Today's networked systems are being attacked with increasing frequency and intensity. In order for researchers to fully understand the scope and impact of these attacks as well as develop defensive mechanisms, researchers require Internet-wide datasets. These dataset, going beyond simple single point packet traces, provide a broad view of events with rich correlated data.

In order to meet the demand for creation of such a repository, we have: (1) Interested potential data providers and secure their commitment to participate; (2) Coordinated the creation of meta-data for the repository; (3) Created a query interface for searching for data sources based on the meta-data; (4) Provided access to the data made available from member institutions; (5) Provided centralized aggregation and storage of specific data sets.

Virtual Repository Datasets:

In order to jump-start Internet-scale research we have developed a virtual data repository of rich, correlated datasets representing Internet scale behaviors.
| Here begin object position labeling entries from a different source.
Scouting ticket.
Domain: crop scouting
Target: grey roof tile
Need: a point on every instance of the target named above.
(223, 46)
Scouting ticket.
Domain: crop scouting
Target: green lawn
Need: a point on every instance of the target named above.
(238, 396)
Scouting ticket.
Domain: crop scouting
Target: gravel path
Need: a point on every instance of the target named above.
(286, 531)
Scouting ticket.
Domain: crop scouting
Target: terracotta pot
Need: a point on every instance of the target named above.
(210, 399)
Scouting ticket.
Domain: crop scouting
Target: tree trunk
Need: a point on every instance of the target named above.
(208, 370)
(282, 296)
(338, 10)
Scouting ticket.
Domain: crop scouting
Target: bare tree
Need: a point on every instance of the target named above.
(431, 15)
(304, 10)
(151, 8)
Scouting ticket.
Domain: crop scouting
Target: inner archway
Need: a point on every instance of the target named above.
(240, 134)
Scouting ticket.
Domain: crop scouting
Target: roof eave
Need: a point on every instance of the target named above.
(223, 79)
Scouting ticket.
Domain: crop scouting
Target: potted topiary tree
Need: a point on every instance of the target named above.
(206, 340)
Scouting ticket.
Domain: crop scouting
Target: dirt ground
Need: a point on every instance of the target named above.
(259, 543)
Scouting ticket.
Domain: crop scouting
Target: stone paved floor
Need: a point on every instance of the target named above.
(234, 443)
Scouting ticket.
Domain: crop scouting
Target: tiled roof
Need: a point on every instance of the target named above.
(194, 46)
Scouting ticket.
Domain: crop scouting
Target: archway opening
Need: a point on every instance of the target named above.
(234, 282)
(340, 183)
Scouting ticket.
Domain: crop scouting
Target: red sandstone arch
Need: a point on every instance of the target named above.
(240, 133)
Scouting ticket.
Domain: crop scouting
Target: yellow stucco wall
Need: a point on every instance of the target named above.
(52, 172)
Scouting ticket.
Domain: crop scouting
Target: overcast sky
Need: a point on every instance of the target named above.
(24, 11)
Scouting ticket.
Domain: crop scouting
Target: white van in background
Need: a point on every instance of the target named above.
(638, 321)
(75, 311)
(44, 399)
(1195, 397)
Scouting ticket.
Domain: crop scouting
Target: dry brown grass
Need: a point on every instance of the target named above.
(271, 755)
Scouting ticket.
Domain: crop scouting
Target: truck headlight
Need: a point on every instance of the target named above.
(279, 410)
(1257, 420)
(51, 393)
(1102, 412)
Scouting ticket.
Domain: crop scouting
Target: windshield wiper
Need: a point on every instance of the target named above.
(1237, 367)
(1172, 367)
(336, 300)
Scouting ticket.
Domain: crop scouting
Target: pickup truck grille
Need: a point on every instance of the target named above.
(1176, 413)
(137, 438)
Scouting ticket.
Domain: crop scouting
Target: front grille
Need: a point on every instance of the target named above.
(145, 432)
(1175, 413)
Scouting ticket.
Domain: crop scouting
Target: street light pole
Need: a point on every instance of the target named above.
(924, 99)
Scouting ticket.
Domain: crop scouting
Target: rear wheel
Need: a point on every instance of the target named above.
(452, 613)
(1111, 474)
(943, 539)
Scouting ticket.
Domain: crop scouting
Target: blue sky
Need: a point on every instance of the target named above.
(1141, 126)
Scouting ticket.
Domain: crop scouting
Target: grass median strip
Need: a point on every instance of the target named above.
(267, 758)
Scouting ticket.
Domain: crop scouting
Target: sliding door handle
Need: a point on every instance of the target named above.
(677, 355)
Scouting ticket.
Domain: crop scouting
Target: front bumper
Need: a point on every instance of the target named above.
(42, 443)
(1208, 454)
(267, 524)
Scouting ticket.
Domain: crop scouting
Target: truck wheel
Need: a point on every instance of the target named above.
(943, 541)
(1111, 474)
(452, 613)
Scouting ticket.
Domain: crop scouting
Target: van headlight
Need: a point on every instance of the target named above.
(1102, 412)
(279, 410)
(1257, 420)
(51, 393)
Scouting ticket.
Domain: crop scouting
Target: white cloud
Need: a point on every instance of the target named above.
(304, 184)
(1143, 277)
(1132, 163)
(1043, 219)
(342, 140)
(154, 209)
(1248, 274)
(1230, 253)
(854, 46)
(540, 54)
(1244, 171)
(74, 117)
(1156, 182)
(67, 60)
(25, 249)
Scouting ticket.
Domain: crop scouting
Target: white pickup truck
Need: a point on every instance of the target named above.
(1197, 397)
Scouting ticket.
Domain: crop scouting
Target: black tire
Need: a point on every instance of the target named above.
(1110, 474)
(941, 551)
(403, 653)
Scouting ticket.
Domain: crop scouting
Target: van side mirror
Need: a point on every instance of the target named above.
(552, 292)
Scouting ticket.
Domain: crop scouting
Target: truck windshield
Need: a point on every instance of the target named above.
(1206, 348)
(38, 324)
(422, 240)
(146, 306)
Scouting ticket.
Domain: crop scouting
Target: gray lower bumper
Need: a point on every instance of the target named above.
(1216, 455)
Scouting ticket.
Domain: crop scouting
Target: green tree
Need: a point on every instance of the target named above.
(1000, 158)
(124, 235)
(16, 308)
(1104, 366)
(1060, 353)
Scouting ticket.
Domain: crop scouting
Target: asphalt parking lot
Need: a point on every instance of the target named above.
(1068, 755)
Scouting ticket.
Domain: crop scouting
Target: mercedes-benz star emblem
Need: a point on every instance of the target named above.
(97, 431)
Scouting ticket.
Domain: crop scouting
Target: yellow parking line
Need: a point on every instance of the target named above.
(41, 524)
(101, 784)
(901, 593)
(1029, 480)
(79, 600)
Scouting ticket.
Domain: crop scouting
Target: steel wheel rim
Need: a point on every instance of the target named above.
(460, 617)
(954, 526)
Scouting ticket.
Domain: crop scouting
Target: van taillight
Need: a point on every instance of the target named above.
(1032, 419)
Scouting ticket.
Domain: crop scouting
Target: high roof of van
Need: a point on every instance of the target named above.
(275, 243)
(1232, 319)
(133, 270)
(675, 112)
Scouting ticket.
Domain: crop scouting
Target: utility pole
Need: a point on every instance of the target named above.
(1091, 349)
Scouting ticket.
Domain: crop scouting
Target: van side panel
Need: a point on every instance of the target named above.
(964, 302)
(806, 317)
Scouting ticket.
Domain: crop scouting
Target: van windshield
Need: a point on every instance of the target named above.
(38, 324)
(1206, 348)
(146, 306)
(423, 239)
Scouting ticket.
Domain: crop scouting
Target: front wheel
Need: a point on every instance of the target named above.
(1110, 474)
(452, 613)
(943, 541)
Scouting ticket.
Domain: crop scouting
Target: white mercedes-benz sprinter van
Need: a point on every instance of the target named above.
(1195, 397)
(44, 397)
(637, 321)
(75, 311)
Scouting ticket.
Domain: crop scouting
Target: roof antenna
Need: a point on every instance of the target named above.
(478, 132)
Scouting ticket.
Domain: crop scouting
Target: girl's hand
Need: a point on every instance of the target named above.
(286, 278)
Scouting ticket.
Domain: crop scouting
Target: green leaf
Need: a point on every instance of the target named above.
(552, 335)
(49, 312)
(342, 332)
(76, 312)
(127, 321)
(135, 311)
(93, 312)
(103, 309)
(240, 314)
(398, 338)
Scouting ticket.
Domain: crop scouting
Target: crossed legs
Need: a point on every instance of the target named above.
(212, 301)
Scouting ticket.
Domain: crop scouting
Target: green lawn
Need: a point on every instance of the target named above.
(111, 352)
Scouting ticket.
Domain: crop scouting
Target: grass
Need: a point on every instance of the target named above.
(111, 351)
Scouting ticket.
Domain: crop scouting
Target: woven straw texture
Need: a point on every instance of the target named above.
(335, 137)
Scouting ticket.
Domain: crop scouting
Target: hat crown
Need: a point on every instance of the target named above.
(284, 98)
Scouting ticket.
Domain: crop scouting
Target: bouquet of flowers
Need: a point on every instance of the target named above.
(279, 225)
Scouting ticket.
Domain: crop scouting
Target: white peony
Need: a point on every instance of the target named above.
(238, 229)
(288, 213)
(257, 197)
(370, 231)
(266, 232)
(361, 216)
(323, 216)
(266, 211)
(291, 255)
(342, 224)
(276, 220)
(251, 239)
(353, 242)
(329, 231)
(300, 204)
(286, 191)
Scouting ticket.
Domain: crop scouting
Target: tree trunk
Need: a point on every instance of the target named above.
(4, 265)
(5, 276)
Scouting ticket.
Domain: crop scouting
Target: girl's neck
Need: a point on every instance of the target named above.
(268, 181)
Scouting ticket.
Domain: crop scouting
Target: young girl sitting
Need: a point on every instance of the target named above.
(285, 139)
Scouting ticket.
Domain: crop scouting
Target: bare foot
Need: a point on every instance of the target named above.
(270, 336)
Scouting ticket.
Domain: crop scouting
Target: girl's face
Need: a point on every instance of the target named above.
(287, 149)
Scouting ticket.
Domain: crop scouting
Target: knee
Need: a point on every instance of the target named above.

Data available from this virtual repository includes both infrastructure level data as well as data from distributed forensics tools. Just a few examples include:

  • Blackhole data consists of information collected by monitoring dark or unused address space and because the address space is unused, any traffic destined to this space can be considered malicious. The provided sensor data includes the monitoring of over 17 million unused addresses.
  • Attack and intrusion activity logs from NIDS and firewalls collected at over 1600 networks world wide supplied by WAIL and by dshield.org.
  • Exterior routing protocol (i.e., BGP) and Netflow data from the routers that make up the peering edge of the MichNet network. MichNet has a robust measurement infrastructure that monitors flow and routing information on 18 peering and backbone routers and over 500 interfaces.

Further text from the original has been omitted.